Tholakele Dlunga, one of the ringleaders of the striking miners who escaped the slaughter, blamed the police’s aggression.

“We were sitting and singing on the hilltop when we suddenly noticed armed police encircling us with barbed wire. Some of the men on the hilltop then confronted the police about it. It was then that the police opened fire on us.

“Yes, we were carrying weapons, but none of us fired any shots or attacked the police,” he said.

“The police did not fire any warning shots and had instead fired their guns directly at us.

He claimed that after the shooting, police fired tear gas and rubber bullets to “cover up their murderous act”.

Many more speakers backed him up, saying some strikers were killed when police drove over them in their Nyalas as they tried to flee.

Malema was scathing in his condemnation of the killings.

“How can you use an automatic rifle to control the crowd?” Malema asked to rousing applause.

“Jacob Zuma must step down for supervising the massacre of the people of Marikana. Nathi Mthethwa must also step down because the killings happened under his command.”

Yesterday, Zuma declared a week of mourning for the massacre. The SA flag will fly at half mast at all flag stations in SA and missions outside the country during the mourning period.

Thursday will be the official day for memorial services to be held around the country “to mourn and promote a violence-free society”.

Yesterday, the massacre site was deserted. There were no posies of flowers, no pictures of those who died, no crosses in an informal shrine.

Instead, dried blood on the ground and discarded blue rubber gloves marked the spot where the first group of men were killed on Thursday.

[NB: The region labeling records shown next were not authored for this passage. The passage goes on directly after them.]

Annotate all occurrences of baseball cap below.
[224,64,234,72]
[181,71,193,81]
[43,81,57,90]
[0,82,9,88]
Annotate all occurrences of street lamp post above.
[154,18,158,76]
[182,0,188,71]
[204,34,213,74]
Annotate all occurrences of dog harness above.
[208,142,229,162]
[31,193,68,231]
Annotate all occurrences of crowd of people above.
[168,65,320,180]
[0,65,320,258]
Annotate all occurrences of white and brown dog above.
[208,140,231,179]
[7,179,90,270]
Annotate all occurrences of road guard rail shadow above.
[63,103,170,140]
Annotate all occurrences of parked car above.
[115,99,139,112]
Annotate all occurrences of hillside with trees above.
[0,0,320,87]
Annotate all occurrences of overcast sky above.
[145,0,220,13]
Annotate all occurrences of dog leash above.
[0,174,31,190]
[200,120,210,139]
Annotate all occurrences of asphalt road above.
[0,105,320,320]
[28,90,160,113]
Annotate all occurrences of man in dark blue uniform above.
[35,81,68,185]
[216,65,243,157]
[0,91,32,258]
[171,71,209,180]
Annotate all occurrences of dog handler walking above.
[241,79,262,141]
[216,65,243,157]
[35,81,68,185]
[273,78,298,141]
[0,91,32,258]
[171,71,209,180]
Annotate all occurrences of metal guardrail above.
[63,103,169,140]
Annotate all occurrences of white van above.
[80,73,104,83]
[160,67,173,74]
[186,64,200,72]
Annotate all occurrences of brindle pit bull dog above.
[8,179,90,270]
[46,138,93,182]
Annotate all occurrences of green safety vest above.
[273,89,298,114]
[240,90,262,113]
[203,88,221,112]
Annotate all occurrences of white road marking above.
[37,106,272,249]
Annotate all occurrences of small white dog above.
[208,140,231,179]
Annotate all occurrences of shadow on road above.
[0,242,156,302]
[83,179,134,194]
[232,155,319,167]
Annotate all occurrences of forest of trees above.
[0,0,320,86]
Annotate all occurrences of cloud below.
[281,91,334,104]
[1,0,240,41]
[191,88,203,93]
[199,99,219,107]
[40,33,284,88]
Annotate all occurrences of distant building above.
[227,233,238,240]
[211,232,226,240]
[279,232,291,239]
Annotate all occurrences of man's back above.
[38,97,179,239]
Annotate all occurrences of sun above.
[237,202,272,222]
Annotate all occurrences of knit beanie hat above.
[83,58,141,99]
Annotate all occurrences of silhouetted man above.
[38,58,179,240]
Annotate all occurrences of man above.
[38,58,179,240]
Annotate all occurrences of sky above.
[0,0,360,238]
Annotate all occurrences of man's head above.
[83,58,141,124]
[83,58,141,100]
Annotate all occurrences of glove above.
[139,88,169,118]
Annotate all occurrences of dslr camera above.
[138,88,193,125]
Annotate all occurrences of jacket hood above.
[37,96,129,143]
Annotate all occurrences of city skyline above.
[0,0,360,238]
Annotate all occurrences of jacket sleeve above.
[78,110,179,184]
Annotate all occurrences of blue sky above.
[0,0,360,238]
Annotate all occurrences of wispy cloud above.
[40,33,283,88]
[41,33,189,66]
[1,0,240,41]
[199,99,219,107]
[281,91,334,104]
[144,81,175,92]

There were wooden sticks circling a bone fragment which many believed was a piece of skull blown out in Thursday’s hail of bullets.

An unknown man cut a forlorn figure as he stood next to a blanket and some clothes strewn around the open field.

“I believe innocent people were killed.

“They were peaceful men who wouldn’t hurt a fly but possibly went to the mountain because they didn’t want to seem like cowards and targeted for not supporting their colleagues’ course,” he said.